Bio-inspired soft actuator with contact feedback based on photothermal effect and triboelectric nanogenerator

The development of film soft actuators with contact feedback and outstanding environmental robustness is desirable. In this work, a film-based soft actuator laminated by polyethylene glycol terephthalate (PET), carbon black ink, and polydimethylsiloxane (PDMS) is proposed. Due to the enormous difference in thermal expansion coefficients between these materials, the actuator achieves a large bending deformation angle and a high response speed. Without the shape-memory materials, the actuator can return to its original shape under lightinduced after being subjected to mechanical stress. Meanwhile, the actuator maintains its shape after being exposed to extreme temperatures of up to 200 degrees C and immersion in a variety of solvents. Furthermore, based on the triboelectric effect, the actuator can generate remarkable real-time electrical signals when it mimics the tongue of frogs, bends deformation, and simulates mechanical grippers.

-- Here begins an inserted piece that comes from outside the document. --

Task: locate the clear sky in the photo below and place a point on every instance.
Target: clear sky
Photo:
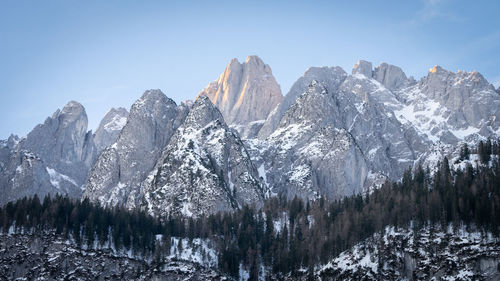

This work demonstrates a simple method for building various intelligent and flexible electronic devices and provides promising applications for soft robots.

Automated summary

This study presents a film-based soft actuator with excellent environmental durability and contact feedback. The actuator is laminated by polyethylene glycol terephthalate, carbon black ink, and polydimethylsiloxane, enabling a large bending deformation angle and high response speed. It can return to its original shape under light-induced deformation and maintain its shape after exposure to extreme temperatures and immersion in solvents. Additionally, the actuator can generate real-time electrical signals when mimicking the tongue of frogs, bending deformation, and simulating mechanical grippers, showing potential applications for intelligent and flexible electronic devices and soft robots.